My first Meet My Friend is about Ms Emily Cate. Em and I met about two years ago on the fourth of July at Sam’s house. I always think it’s so crazy when you meet someone, you don’t realize the permanent ramifications they will have on your life. Some people I will know instantly whether or not we will be friends, but for others, their friendship comes as a wonderful surprise. Em’s friendship has been a wonderful surprise. One of the many things I love about Em is that we are so different. She has a very quiet soul and sometimes my golden retreiver like spirit doesn’t quite know how to handle it. She has taught me so much about what it means to just be still. I know that she’s got my back with whatever I go through in life. Her loyalty and faithfulness is something that’s rare and wonderful. People like me need people like Em, and I am so grateful that God put her in my life. Em, if you’re reading this (You better be! You’re one of my 5 readers :)) I love ya, and I am thankful for your you’ness in my life.
Today is a very boring day. SO boring in fact, I have decided to blow the dust off this old blog and get it moving again. You may ask why today is SO boring. Well, today, facebook was taken away from my work. That’s right, a small blue and white piece of me has been taken away from the hours of 8:00-4:30. You don’t know how reliant you are on something until it’s taken away. Now when I type www.facebook.com, instead of a wonderful feed of happenings from my not-so-close friends, I am given a harsh screen saying my access has been denied. Epic fail. The first day is always the hardest… right? So now that facebook has been indefinitely taken away, I am sure I’ll be on here more often for my countless fans who faithfully read. My loss is your gain.

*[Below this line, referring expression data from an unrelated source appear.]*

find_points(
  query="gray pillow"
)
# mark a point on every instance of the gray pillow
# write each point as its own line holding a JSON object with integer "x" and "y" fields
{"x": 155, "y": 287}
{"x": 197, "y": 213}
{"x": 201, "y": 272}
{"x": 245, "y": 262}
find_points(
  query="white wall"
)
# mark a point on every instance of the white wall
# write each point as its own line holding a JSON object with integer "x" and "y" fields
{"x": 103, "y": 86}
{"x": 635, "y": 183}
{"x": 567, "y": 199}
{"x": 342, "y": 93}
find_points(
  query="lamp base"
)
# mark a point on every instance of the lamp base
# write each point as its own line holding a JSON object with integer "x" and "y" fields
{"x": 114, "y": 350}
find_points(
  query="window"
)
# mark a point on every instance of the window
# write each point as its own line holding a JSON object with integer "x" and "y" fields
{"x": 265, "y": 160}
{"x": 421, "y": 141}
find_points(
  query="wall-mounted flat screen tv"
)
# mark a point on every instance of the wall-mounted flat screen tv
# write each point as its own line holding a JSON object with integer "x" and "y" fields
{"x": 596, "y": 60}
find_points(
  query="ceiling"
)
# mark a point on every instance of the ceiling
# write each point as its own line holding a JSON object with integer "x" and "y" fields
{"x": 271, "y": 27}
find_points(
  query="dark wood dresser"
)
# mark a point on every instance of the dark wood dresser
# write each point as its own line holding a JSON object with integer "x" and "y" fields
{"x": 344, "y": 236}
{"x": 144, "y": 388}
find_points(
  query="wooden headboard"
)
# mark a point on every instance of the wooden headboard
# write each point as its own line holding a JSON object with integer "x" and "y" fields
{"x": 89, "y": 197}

Plans tonight: Going to the Seymour Casa for some dinner and chewing the fat (metaphorically of course) about Blue Sky’ness. On the menu tonight? I have heard mentionings of peanut chicken and I am throwing together a little salad to go with. Heather is quite the chefita, so I am sure whatever it will be, it will be delicious. At some point this evening, my room mate Anna and I will be working out. I use the term work out quite loosely… on my end, not hers. We have ventured to the land of exercise balls and I am still learning how to peacefully co-exist with mine. They make it look so easy with their abnormal dark tans and scenic oceanic backgrounds. The instructor looks so peacefull doing a backstroke with the ball supporting her lower back, while I look like a baby turtle turned on its shell nearing death. While the experience is a bit humiliating, the company is good and laughs are a guarantee.
Well, see you tomorrow. Perhaps I shall start a series of people in my life. A person a day? Perfect, I’ll do it!… Tomorrrow!